1379年前の相撲見物

秋七月の甲寅の朔壬戌に、客星月に入れり。乙亥に、百済の使人大佐平智積等に朝に饗たまう。乃ち健児に命せて、翹岐が前に相撲らしむ。智積等、宴畢りて退でて、翹岐が門を拝す。

 これは『日本書紀』皇極天皇の元年(642年)の記述です。
 壬戌 は 二十二日。
 つまり、いまから1379年前の 七月二十二日。百済からの使者智積(ちしゃく)と、百済の王族で日本に亡命中であった翹岐(ぎょうき)をもてなす席で、健児(ちからびと)たちに相撲を取らせた、というのです。
実はこれが、日本で相撲という言葉が現れる最古の文献です。 

角抵塚壁画。中国吉林省集安県

 『力士漂白』の宮本徳蔵氏によれば、相撲は二、三世紀頃、アジアの北辺、現在の地図でモンゴル共和国のあたりで生まれたのではないかとのこと。

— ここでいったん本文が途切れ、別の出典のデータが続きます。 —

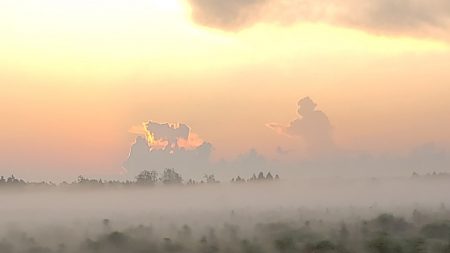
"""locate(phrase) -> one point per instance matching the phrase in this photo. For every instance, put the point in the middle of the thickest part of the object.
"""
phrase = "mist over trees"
(145, 178)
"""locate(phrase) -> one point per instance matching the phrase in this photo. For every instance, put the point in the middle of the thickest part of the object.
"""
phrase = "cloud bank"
(394, 17)
(165, 145)
(168, 146)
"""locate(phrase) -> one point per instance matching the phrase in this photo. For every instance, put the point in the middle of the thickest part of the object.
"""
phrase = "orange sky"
(75, 77)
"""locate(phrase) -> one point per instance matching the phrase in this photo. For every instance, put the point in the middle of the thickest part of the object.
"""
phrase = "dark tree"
(170, 176)
(147, 177)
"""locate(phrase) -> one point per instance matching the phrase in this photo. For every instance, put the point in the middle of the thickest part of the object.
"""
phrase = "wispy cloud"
(392, 17)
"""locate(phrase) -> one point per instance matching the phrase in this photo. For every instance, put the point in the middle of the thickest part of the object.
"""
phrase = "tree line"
(145, 178)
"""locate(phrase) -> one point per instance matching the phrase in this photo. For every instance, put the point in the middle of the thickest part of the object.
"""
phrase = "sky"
(81, 80)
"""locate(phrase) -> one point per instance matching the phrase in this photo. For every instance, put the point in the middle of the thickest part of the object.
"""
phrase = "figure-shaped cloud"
(168, 146)
(414, 17)
(312, 125)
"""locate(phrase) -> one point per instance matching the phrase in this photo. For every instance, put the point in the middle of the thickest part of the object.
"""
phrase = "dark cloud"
(412, 17)
(312, 125)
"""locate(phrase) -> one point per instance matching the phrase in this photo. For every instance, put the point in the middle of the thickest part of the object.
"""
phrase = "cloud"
(168, 146)
(312, 125)
(229, 14)
(395, 17)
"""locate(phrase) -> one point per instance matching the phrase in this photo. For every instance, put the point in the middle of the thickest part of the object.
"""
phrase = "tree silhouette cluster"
(254, 178)
(146, 178)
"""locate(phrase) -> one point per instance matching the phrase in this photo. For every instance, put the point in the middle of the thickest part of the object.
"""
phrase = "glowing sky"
(76, 76)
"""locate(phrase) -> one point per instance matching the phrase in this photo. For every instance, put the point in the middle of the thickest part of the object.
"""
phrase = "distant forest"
(145, 178)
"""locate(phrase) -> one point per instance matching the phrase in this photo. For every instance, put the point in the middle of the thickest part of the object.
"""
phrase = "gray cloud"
(312, 125)
(412, 17)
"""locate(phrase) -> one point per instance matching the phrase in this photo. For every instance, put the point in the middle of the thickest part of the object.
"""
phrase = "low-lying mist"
(335, 215)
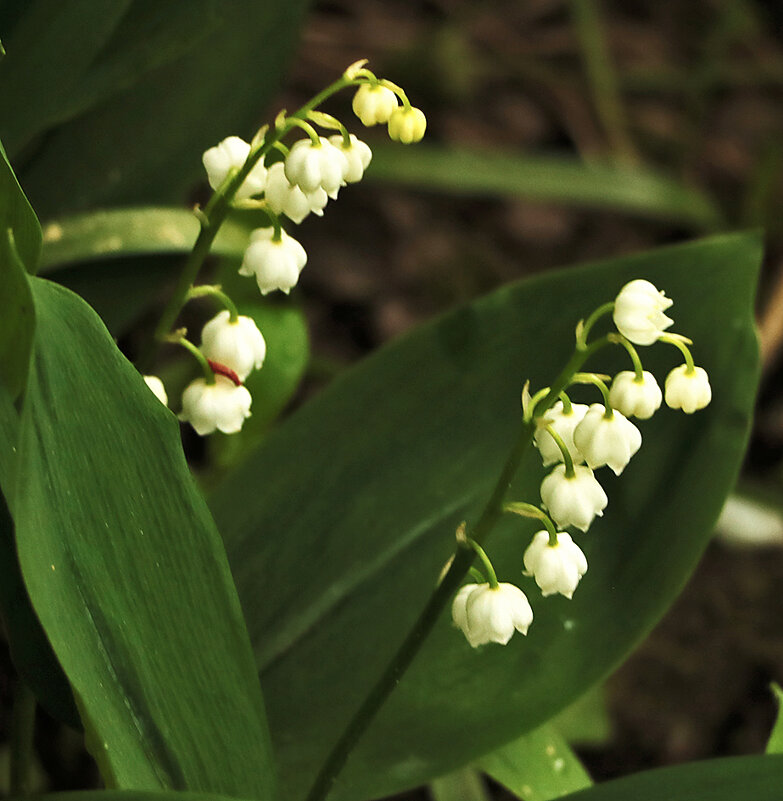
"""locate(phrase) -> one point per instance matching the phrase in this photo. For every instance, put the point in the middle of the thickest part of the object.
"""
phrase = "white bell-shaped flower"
(374, 104)
(358, 156)
(276, 264)
(491, 614)
(607, 441)
(239, 345)
(407, 125)
(688, 391)
(230, 154)
(555, 568)
(322, 166)
(156, 385)
(638, 312)
(222, 406)
(284, 198)
(635, 398)
(563, 425)
(573, 501)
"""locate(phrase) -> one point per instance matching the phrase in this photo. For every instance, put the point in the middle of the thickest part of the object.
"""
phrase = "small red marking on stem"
(221, 369)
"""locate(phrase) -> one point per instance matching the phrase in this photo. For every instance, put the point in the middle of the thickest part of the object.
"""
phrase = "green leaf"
(462, 785)
(347, 514)
(555, 179)
(537, 767)
(755, 778)
(17, 321)
(775, 742)
(127, 572)
(145, 144)
(17, 214)
(59, 67)
(121, 233)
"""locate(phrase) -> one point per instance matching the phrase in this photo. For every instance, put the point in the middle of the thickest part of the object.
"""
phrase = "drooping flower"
(230, 154)
(638, 312)
(688, 390)
(491, 614)
(358, 156)
(635, 398)
(313, 166)
(555, 568)
(563, 424)
(407, 125)
(222, 406)
(238, 345)
(573, 501)
(285, 198)
(374, 104)
(276, 264)
(605, 440)
(156, 385)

(もちろん、相撲という言葉もルールもまだない)それは、やがて東へ西へと彷徨を始め、五世紀はじめには古墳の壁画となって出現します。
  ここは、高句麗古墳の角抵塚。現在の、中国吉林省集安県。二人の力士がはげしく取り組みあっている。右側には、行司のような老人。

角抵塚 のすぐお隣にあるのが、舞踊柄。ここの壁画は、おお、なんとこれは「三段がまえ」です。
「三段がまえ」こそは、相撲の技術のすべてを含み込んだといわれる、型の精髄なのです。
 写真は、1985年1月横綱千代の富士と北の湖による「三段がまえ」。どうです、そっくりでしょう。

7月19日(日)大相撲名古屋場所、千秋楽。白鳳、照ノ富士全勝対決を白鳳が制して、45回目の優勝を勝ち取りました。
 この相撲は、ニュースで見ました。白鳳の相撲は何かと批判があるところですが、今回に限り両者ともに立派であったと、ボクは思います。「いまの力のすべてを出し切ろう」そういう気持ちが出ていたと思います。白鳳、照ノ富士ともに、どん底からのグレート・リカバリーです。「よくやった」

 いつの間にか、オリンピックは始まっています。アスリートたちのことを考えれば、5年間磨き上げた技・力・心を存分に発揮できるよう、無事・スムースな進行を願わずにはいられません。
 もちろん、終わりよければすべて良し、ではないですが。